Lauren Long / The Post-Standard

These statues in Schiller park [in Syracuse, New York] were installed on Oct. 15, 1911. They honor Johann Wolfgang von Goethe and Johann Christoph Friedrich von Schiller.

Hail to Johann Christoph Friedrich von Schiller and Johann Wolfgang von Goethe!

A week from Saturday, Oct. 15, the statues will have been part of Syracuse for 100 years. The figures, the main component of a 27-foot monument to the two German writers, were dedicated Oct. 15, 1911 on the terrace of a drumlin in Schiller Park, on Syracuse’s North Side.

The anniversary comes as the city park that surrounds the statues breaks out a series of activities designed to improve the space, which has been a park since the turn of the 20th century. It used to be a Roman Catholic cemetery.

Schiller covers 37 acres close to the heart of the city. From the park’s round top, the view can’t be beat. In 1905, an urban planner visiting Syracuse called Schiller “one of the showplaces of the city.”

The park has seen bad times in recent years. Nick DeMartino, president of Friends of Schiller Park, said this week his group is trying to reverse that deterioration. Nick, a lawyer and former chief assistant district attorney, lives in Schiller’s only private home.

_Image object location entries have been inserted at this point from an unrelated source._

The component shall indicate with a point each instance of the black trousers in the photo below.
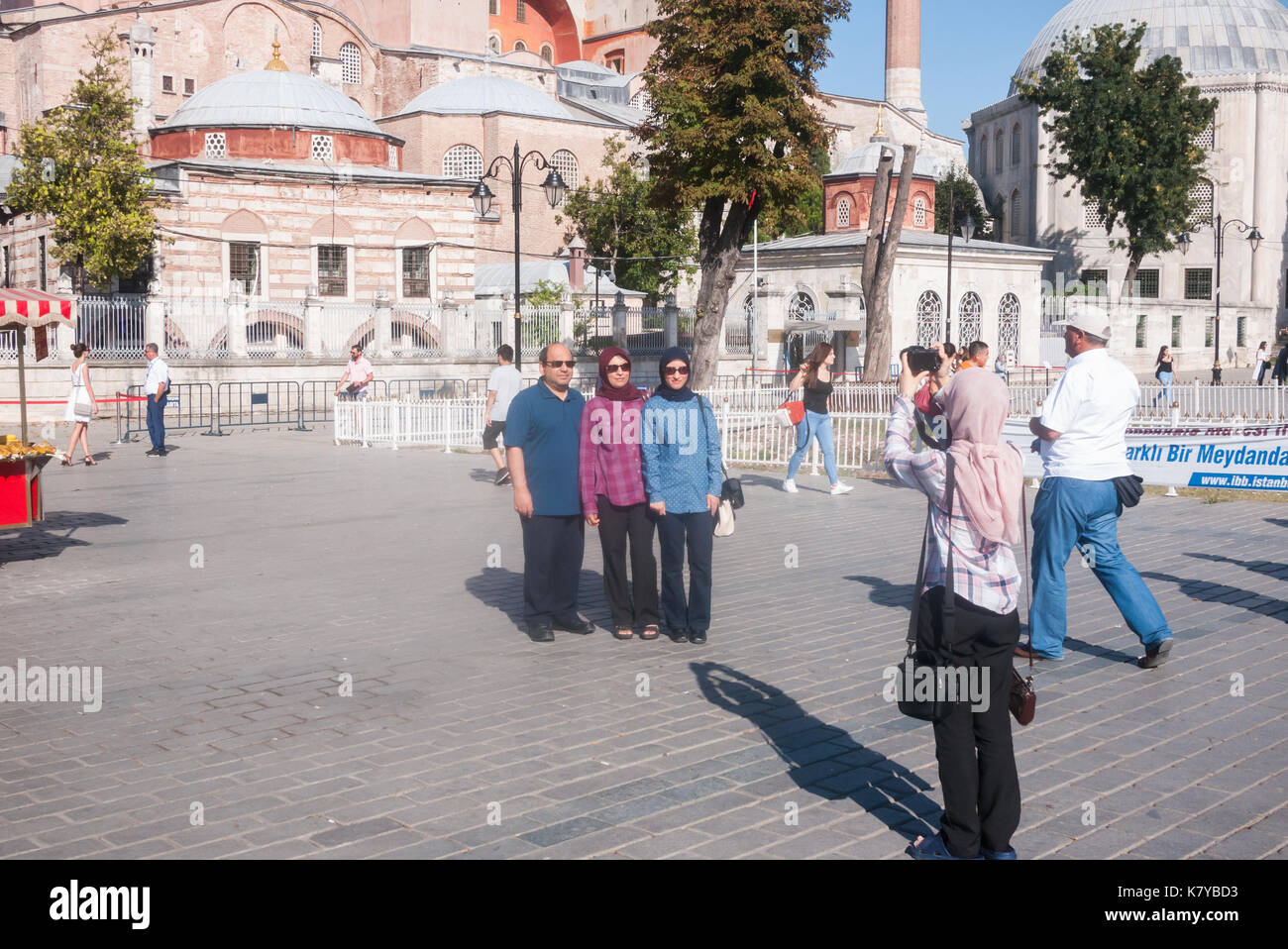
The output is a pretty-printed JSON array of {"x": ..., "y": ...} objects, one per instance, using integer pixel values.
[
  {"x": 618, "y": 527},
  {"x": 977, "y": 760},
  {"x": 552, "y": 567},
  {"x": 674, "y": 533}
]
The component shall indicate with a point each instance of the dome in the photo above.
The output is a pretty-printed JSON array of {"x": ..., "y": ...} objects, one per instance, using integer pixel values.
[
  {"x": 477, "y": 95},
  {"x": 268, "y": 98},
  {"x": 1209, "y": 37}
]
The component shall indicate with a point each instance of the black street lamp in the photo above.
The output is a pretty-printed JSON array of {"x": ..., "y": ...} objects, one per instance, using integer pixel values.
[
  {"x": 482, "y": 196},
  {"x": 1219, "y": 240}
]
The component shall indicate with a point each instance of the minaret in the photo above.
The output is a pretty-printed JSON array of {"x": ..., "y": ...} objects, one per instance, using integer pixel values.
[{"x": 903, "y": 56}]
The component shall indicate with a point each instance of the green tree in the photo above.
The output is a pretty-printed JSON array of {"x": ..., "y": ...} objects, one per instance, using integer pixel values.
[
  {"x": 1125, "y": 134},
  {"x": 647, "y": 245},
  {"x": 101, "y": 200},
  {"x": 956, "y": 188},
  {"x": 732, "y": 128}
]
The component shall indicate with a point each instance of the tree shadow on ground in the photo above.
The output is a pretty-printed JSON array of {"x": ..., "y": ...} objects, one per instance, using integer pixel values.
[
  {"x": 502, "y": 589},
  {"x": 887, "y": 593},
  {"x": 43, "y": 540},
  {"x": 822, "y": 759},
  {"x": 1207, "y": 591}
]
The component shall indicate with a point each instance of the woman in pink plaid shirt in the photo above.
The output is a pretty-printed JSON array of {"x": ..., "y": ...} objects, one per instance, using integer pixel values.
[{"x": 613, "y": 498}]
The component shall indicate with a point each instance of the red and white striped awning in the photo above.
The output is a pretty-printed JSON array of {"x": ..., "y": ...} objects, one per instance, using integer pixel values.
[{"x": 21, "y": 307}]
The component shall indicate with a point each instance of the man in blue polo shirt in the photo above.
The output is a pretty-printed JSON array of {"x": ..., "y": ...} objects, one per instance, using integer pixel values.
[{"x": 542, "y": 432}]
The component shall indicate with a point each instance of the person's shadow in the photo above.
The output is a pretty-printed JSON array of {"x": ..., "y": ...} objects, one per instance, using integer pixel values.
[{"x": 884, "y": 789}]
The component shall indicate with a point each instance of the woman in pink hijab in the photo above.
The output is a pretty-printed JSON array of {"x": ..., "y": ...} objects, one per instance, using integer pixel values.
[{"x": 977, "y": 761}]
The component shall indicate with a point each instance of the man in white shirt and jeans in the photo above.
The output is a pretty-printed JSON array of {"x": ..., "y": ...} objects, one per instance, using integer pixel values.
[
  {"x": 156, "y": 386},
  {"x": 1082, "y": 434}
]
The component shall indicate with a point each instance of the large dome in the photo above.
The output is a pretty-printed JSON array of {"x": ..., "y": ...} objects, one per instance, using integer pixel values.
[
  {"x": 1209, "y": 37},
  {"x": 477, "y": 95},
  {"x": 269, "y": 98}
]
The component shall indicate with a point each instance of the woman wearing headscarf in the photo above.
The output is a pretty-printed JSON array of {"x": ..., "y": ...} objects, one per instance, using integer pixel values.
[
  {"x": 613, "y": 498},
  {"x": 683, "y": 475},
  {"x": 977, "y": 760}
]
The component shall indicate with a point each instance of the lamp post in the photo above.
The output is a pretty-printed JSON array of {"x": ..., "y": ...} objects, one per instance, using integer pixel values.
[
  {"x": 1219, "y": 241},
  {"x": 482, "y": 196}
]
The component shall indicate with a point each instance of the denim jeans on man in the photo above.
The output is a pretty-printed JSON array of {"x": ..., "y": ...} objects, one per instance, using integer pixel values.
[
  {"x": 156, "y": 421},
  {"x": 1070, "y": 511},
  {"x": 814, "y": 425}
]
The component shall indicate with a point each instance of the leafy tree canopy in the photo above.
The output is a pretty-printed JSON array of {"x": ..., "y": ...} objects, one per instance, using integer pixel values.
[
  {"x": 101, "y": 198},
  {"x": 647, "y": 245},
  {"x": 1126, "y": 136}
]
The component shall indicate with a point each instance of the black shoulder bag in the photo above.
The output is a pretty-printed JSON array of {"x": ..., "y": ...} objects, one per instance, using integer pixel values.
[{"x": 935, "y": 708}]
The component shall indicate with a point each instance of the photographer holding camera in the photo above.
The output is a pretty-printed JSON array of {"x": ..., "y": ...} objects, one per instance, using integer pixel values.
[{"x": 977, "y": 760}]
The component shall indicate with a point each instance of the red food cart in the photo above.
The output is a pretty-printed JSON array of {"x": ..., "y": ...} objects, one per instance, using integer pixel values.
[{"x": 21, "y": 494}]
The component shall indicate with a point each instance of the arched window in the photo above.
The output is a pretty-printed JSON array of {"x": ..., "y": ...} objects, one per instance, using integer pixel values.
[
  {"x": 1202, "y": 197},
  {"x": 1009, "y": 327},
  {"x": 566, "y": 162},
  {"x": 463, "y": 161},
  {"x": 351, "y": 63},
  {"x": 970, "y": 314},
  {"x": 930, "y": 326}
]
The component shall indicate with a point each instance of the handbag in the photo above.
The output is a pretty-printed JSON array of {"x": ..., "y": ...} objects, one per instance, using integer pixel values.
[{"x": 922, "y": 664}]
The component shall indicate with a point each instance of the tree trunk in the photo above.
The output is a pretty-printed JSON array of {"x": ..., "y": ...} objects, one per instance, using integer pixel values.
[
  {"x": 879, "y": 257},
  {"x": 720, "y": 239}
]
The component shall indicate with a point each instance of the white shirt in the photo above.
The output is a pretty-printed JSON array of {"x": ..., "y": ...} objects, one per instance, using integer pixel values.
[
  {"x": 158, "y": 373},
  {"x": 1090, "y": 407},
  {"x": 506, "y": 382}
]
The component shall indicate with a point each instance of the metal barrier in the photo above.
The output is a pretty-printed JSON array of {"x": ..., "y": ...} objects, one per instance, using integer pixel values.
[
  {"x": 187, "y": 406},
  {"x": 258, "y": 403}
]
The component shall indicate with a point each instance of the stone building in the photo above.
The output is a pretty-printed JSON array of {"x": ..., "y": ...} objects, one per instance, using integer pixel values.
[{"x": 1236, "y": 52}]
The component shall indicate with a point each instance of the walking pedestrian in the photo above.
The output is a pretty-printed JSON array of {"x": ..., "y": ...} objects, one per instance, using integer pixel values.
[
  {"x": 977, "y": 760},
  {"x": 155, "y": 387},
  {"x": 1262, "y": 361},
  {"x": 541, "y": 442},
  {"x": 815, "y": 380},
  {"x": 502, "y": 385},
  {"x": 1082, "y": 438},
  {"x": 613, "y": 497},
  {"x": 1163, "y": 373},
  {"x": 359, "y": 374},
  {"x": 683, "y": 474},
  {"x": 80, "y": 404}
]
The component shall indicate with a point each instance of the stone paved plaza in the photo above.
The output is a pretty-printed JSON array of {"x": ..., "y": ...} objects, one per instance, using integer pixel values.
[{"x": 462, "y": 738}]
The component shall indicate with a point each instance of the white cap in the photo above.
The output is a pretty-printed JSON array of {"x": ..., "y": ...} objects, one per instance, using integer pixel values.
[{"x": 1087, "y": 317}]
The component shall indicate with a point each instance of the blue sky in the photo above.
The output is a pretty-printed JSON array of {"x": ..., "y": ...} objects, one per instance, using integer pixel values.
[{"x": 969, "y": 51}]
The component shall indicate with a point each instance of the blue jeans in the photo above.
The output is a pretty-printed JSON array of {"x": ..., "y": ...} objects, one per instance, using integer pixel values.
[
  {"x": 1069, "y": 511},
  {"x": 814, "y": 425}
]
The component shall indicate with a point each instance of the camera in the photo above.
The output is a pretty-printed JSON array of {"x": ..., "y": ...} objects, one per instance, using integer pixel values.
[{"x": 921, "y": 360}]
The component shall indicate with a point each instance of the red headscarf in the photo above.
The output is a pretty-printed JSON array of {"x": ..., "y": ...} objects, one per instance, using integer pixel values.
[{"x": 627, "y": 393}]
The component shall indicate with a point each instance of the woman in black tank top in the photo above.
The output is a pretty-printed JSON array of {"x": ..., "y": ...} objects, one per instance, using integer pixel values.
[{"x": 815, "y": 381}]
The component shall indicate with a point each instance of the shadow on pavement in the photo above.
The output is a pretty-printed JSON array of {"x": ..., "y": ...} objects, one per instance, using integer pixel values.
[
  {"x": 884, "y": 789},
  {"x": 1219, "y": 592},
  {"x": 43, "y": 541}
]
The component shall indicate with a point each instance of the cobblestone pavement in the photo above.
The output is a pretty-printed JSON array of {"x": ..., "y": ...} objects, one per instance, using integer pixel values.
[{"x": 462, "y": 738}]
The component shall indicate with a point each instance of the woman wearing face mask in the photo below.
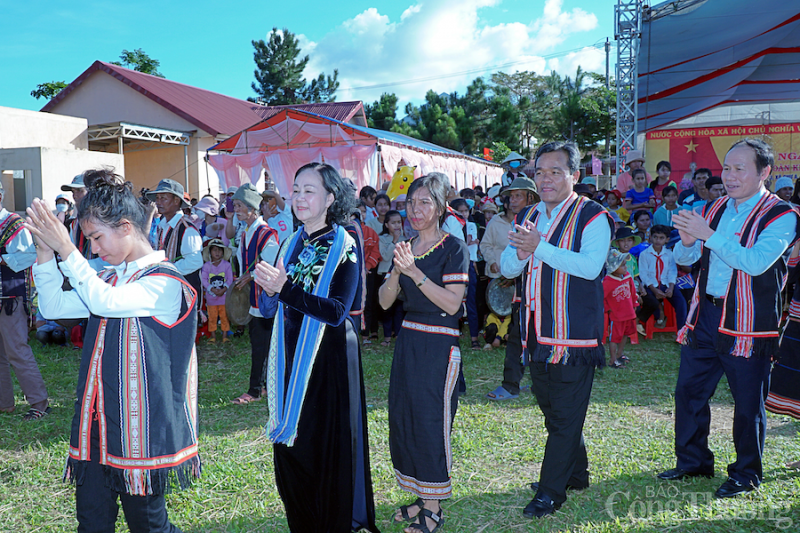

“We’re doing very well,” he said of the Friends park work.

The statues of Schiller and Goethe were restored by sculptor Sharon BuMann in 2003. They’d been abused, over time. Sharon found them pitted with split seams. The statues were filled with water. They were “incarcerated” in the sculptor’s phrase, behind a chain link fence designed to keep away vandals. It was replaced with an 8-foot picket. The German American Society of Central New York paid for half of the work.

German citizens of Syracuse donated the statues to the city in 1911, according to Eric Schiff, a professor of physics at Syracuse University, who has done research into the statues. He says the Syracuse figures, which are made up of thin cooper pieces joined together, were the last put up in the United States. They’re modeled on an 1857 bronze statue by Ernst Rietschel.

Schiff found a 1911 newspaper account of the dedication that attracted “thousands of German citizens of Syracuse.” Earlier, similar statues were dedicated in San Francisco, Cleveland and Milwaukee, all in city parks.

“While the statue has little meaning for people in the U.S. anymore,” Schiff says, “the original in Weimar, Germany seems more important than ever.” It’s mentioned as a national monument. “It’s fascinating to me that contemporary Germans would choose playwrights and poets to represent their country now,” according to Schiff.

The monument cost about $15,000 (In today’s dollars, that’s about $350,000.) The Syracuse statue was one of the last put up in that style of about 60 to Schiller and Goethe in the U.S. and Europe.

Nick DeMartino said the Friends group’s main project this year is completion of a walking trail of about a mile in the park. The trail starts in Schiller’s Farmer Street parking lot.

The trail will be marked with what Nick called “historic signs” with information about the park. The group has sold some 12 signs so far to neighborhood residents and businesses. The first signs will be up in time for a Friends fund-raising event Nov. 5 at Lou Bova Community Center in the park. The event seeks to raise money for Friends projects and for Syracuse United Soccer League’s field in Schiller.

On that same day, Nick said Steve Harris, the city-county aborist, has promised to plant 100 new trees in the park, replacing old trees that were taken down this summer. In addition, crews will clear brush and foliage in various areas.

He said a long-range goal is to convince National Grid to do a cleaning program in the park similar to one the company volunteered in Lincoln Park last year.

“We’re interested in clearing the Round Top of trees and brush to open up the view,” he explained.

Friends also has scheduled a “Turkey Trot” run in the park for Thanksgiving Day.